Ten minutes later a chopper appeared in the sky and landed near one of the buildings. The body-bagged men were swiftly placed in the chopper, which lifted off, but not before Jackson also took a video of it. She’d seen a bird like it before and even ridden in one. All black, even the rotors. From its shape she knew modifications had been made to the “dog house,” or the nose, which contained the gear box and engines, as well as the motor’s intakes and exhaust system; the latter had an infrared suppressor, designed to reduce its radar signature. She also observed it had a unique canard configuration, which would give it enhanced maneuvering capabilities and an increased top speed. Its fuselage was covered with canted flat panels, again to reduce its radar cross-section. And the main rotor was hinge-less and she was certain the tail rotor had no ball bearings, all to reduce vibration with the ultimate goal of diminishing detection.

As it soared away, its visual, radar, infrared, and acoustic signatures were substantially minimized. In a matter of seconds it vanished into the night sky.

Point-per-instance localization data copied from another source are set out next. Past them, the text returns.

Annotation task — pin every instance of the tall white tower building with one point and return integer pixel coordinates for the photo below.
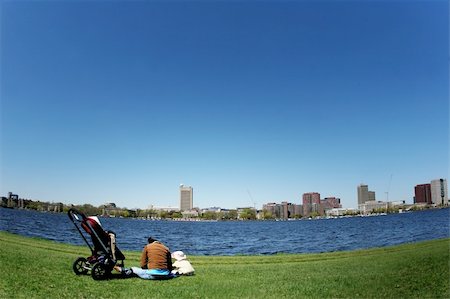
(186, 198)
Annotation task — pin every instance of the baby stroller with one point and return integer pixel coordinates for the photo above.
(104, 252)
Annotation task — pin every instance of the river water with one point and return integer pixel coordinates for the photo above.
(243, 237)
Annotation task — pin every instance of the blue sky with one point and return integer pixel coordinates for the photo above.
(248, 102)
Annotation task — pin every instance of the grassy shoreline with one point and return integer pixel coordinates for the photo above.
(37, 268)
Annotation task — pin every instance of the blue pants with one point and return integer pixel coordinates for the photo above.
(152, 273)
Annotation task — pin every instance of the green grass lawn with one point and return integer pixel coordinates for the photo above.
(36, 268)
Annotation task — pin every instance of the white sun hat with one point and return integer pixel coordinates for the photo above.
(179, 255)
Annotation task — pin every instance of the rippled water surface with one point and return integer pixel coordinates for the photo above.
(246, 237)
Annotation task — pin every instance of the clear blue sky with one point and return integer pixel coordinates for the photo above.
(248, 102)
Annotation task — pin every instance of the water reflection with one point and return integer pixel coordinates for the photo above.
(251, 237)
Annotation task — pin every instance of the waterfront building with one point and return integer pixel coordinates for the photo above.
(311, 203)
(285, 210)
(186, 198)
(439, 192)
(422, 193)
(371, 206)
(363, 193)
(330, 203)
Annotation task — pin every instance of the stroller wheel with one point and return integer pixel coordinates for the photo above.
(99, 271)
(80, 266)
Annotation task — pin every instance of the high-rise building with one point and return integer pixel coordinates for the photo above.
(439, 192)
(186, 198)
(363, 193)
(311, 203)
(329, 203)
(422, 193)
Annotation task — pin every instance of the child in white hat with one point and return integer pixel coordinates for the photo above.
(181, 266)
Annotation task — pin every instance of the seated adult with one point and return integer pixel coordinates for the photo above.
(156, 262)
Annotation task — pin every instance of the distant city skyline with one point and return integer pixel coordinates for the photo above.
(247, 102)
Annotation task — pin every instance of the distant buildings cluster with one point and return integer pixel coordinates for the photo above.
(312, 205)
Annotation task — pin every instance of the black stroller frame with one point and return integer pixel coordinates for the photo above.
(104, 252)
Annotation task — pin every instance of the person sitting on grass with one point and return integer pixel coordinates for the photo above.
(156, 262)
(181, 265)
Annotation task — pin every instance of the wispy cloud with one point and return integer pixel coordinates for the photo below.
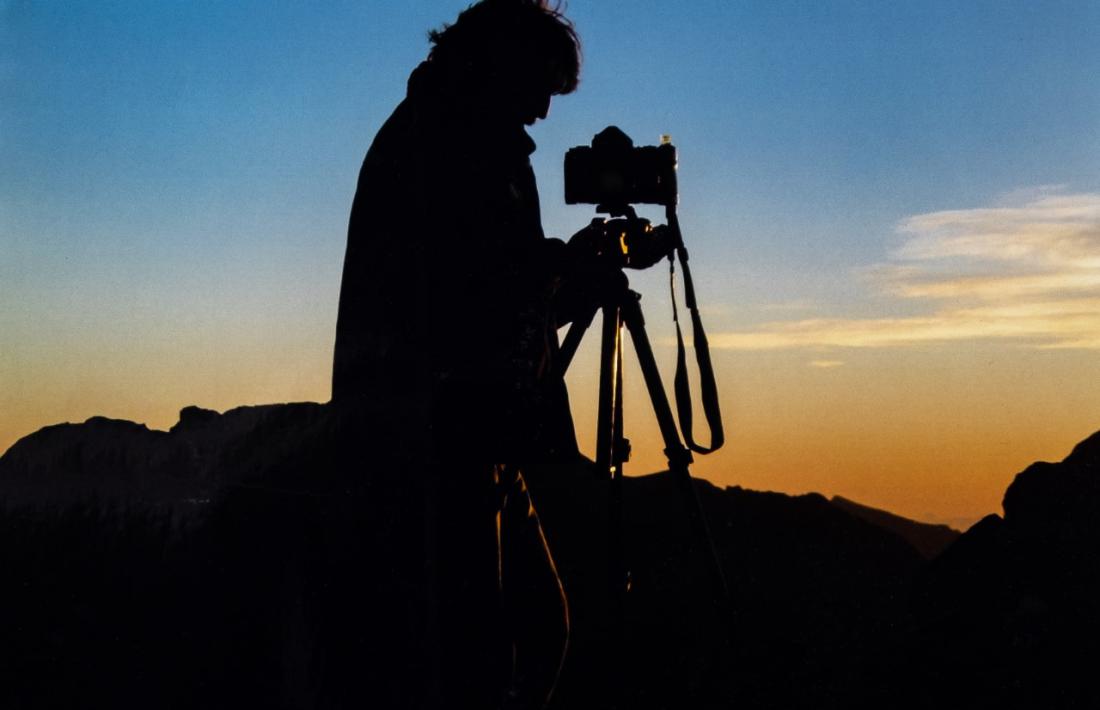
(1027, 271)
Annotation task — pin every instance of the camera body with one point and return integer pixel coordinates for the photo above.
(613, 173)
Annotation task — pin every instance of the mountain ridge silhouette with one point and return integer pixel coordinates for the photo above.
(221, 559)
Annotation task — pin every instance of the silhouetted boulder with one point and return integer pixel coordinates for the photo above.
(1010, 613)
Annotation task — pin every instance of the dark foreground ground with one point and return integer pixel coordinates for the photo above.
(224, 565)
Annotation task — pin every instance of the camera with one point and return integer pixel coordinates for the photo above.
(613, 173)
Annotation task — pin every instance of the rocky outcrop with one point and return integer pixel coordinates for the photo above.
(928, 539)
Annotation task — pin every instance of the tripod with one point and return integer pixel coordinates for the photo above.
(623, 308)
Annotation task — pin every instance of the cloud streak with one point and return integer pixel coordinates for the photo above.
(1026, 272)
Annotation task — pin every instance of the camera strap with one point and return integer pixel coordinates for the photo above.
(708, 389)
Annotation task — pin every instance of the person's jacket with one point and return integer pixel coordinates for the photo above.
(446, 309)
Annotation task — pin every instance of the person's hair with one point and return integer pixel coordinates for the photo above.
(519, 41)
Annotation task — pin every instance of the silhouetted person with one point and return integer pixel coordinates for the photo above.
(447, 330)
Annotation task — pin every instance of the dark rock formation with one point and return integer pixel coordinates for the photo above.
(928, 539)
(227, 563)
(1010, 614)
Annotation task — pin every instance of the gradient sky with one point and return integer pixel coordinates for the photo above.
(893, 211)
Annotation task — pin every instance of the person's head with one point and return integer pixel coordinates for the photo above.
(521, 52)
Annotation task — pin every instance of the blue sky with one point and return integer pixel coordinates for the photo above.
(175, 179)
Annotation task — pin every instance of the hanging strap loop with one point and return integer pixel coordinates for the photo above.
(708, 388)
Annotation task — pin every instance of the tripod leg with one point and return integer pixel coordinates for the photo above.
(678, 455)
(606, 419)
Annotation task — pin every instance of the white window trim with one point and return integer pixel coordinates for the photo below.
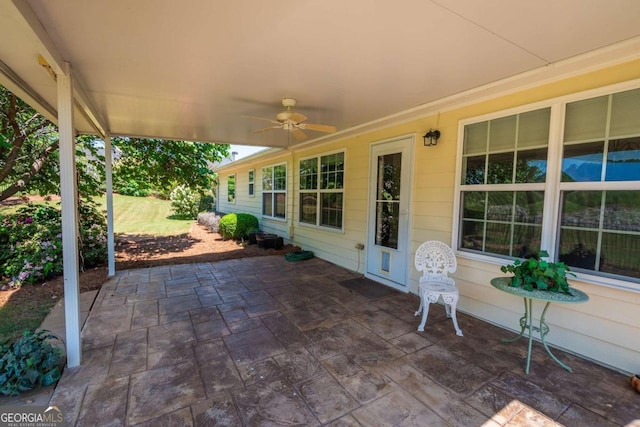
(552, 187)
(249, 193)
(318, 191)
(274, 192)
(235, 189)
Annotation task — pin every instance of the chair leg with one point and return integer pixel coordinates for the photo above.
(455, 320)
(425, 313)
(417, 313)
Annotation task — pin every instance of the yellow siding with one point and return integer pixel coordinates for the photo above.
(604, 329)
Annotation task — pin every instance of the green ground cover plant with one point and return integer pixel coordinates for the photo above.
(237, 225)
(29, 362)
(31, 242)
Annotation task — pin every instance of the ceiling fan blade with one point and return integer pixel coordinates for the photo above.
(266, 129)
(319, 128)
(297, 117)
(261, 118)
(298, 134)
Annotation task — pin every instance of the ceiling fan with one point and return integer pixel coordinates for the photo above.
(293, 122)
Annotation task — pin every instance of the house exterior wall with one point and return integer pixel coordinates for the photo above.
(604, 329)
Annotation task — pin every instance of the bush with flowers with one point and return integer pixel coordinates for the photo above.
(31, 242)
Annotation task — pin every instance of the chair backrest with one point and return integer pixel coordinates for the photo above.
(435, 260)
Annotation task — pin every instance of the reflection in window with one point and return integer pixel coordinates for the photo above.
(600, 231)
(502, 222)
(321, 190)
(274, 191)
(504, 180)
(388, 200)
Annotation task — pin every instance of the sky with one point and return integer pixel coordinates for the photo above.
(245, 150)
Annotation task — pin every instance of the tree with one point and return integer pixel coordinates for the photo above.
(29, 152)
(29, 161)
(160, 165)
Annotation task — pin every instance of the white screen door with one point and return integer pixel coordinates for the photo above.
(387, 237)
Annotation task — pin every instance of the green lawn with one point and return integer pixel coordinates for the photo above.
(145, 215)
(137, 215)
(132, 215)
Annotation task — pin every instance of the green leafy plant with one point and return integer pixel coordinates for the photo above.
(29, 362)
(535, 273)
(185, 202)
(237, 225)
(31, 242)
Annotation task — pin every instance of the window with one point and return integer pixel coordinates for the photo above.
(274, 191)
(600, 221)
(505, 185)
(251, 183)
(231, 188)
(321, 190)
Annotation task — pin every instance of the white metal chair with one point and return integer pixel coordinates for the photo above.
(435, 260)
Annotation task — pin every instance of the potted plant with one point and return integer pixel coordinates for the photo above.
(536, 273)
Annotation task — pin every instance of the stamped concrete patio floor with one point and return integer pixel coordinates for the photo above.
(263, 341)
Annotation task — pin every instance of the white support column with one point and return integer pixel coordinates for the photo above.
(109, 184)
(69, 201)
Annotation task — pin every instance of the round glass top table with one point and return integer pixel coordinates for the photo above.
(574, 296)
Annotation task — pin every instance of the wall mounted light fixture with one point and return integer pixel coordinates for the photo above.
(431, 137)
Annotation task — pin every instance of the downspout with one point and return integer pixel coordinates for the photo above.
(111, 260)
(293, 198)
(69, 202)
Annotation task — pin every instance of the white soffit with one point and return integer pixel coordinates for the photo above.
(195, 70)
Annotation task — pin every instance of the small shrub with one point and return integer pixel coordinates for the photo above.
(207, 203)
(184, 202)
(29, 362)
(237, 225)
(31, 242)
(211, 220)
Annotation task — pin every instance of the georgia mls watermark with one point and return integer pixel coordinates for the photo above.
(31, 416)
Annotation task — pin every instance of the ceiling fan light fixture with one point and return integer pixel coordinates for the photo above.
(288, 102)
(283, 116)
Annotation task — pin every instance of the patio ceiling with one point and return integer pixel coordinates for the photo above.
(195, 70)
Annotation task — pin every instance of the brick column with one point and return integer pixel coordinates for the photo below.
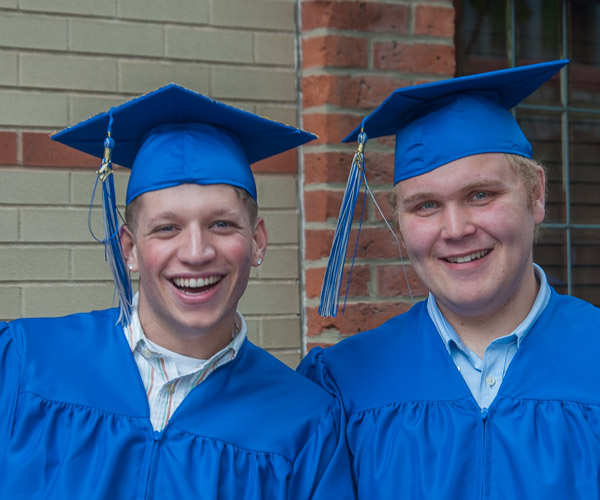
(354, 54)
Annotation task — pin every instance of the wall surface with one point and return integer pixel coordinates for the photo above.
(354, 55)
(63, 61)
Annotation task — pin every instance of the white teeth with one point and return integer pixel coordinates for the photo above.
(196, 282)
(467, 258)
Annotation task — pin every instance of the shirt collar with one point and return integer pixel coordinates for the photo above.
(450, 337)
(137, 340)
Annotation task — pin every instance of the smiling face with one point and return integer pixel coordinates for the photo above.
(468, 229)
(193, 247)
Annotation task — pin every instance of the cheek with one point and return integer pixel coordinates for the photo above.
(417, 236)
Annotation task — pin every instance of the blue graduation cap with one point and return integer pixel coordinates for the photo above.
(168, 137)
(436, 123)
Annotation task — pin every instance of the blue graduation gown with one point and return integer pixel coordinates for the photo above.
(415, 431)
(74, 423)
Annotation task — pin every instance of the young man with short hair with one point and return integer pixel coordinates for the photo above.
(165, 397)
(490, 388)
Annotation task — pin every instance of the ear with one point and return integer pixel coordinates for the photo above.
(260, 240)
(539, 197)
(128, 247)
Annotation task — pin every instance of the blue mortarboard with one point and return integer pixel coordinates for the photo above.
(169, 137)
(436, 123)
(178, 136)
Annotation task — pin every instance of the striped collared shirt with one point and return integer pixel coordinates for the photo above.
(484, 376)
(168, 376)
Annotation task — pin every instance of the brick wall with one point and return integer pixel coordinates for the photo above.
(353, 55)
(64, 61)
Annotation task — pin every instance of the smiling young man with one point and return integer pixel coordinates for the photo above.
(490, 388)
(164, 397)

There was really only one conclusion to all this.

My old agency, CIA, is involved somehow.

As she had sped off, Jackson’s mind whirled far faster than her wheels.

The chopper she’d seen only reinforced what she already suspected. The hit put out on Devine tonight was one that she recognized because it had been done to someone close to her, an ally in the intelligence service of another country friendly to the United States. The reasons for it were political, convoluted, a cover-up of past transgressions with an unhealthy dash of ego. The blame for the murder had then been placed on a tried-and-true enemy of America.

Jackson had told her superiors about some of their own colleagues’ involvement in the person’s death, and she had been assured that heads would roll. And unfortunately, hers eventually had.

They set me up all the way.

The very next week Pru Jackson had been left behind in hostile foreign territory because she had blamed some at her agency for the murder of her ally. With that knowledge she could bring down people in high places. High enough that those very same people would probably gut their own grandmothers to save themselves. That was what power did to you. It allowed you to rationalize anything you ever did or would ever do, no matter how wrong or cruel.

As she stood here now observing the trailer, Jackson mused, So why is CIA apparently involved in this family drama of the Odoms, with their little house in the woods on one end and big, bad Danny Glass on the other? And Travis Devine trapped smack in the middle?

She would have to find out that connection. And Jackson also well understood that Devine was no doubt going to do his best to accomplish the same thing. And whoever got there first, without being killed, might get the grand prize.

Jackson had risked her life for a spot in the American intelligence service. If she had perished in the line of duty, she was supposed to go up on the Memorial Wall at Langley, which honored those men and women who had given their final, full measure serving their country.

And I would have been honored to be on that wall. Then they betrayed me. Well, now it’s my turn.

Jackson twisted the throttle, and the bike soared silently down the lonely, cold road, with only a billion stars in a cool, vast sky as silent witnesses.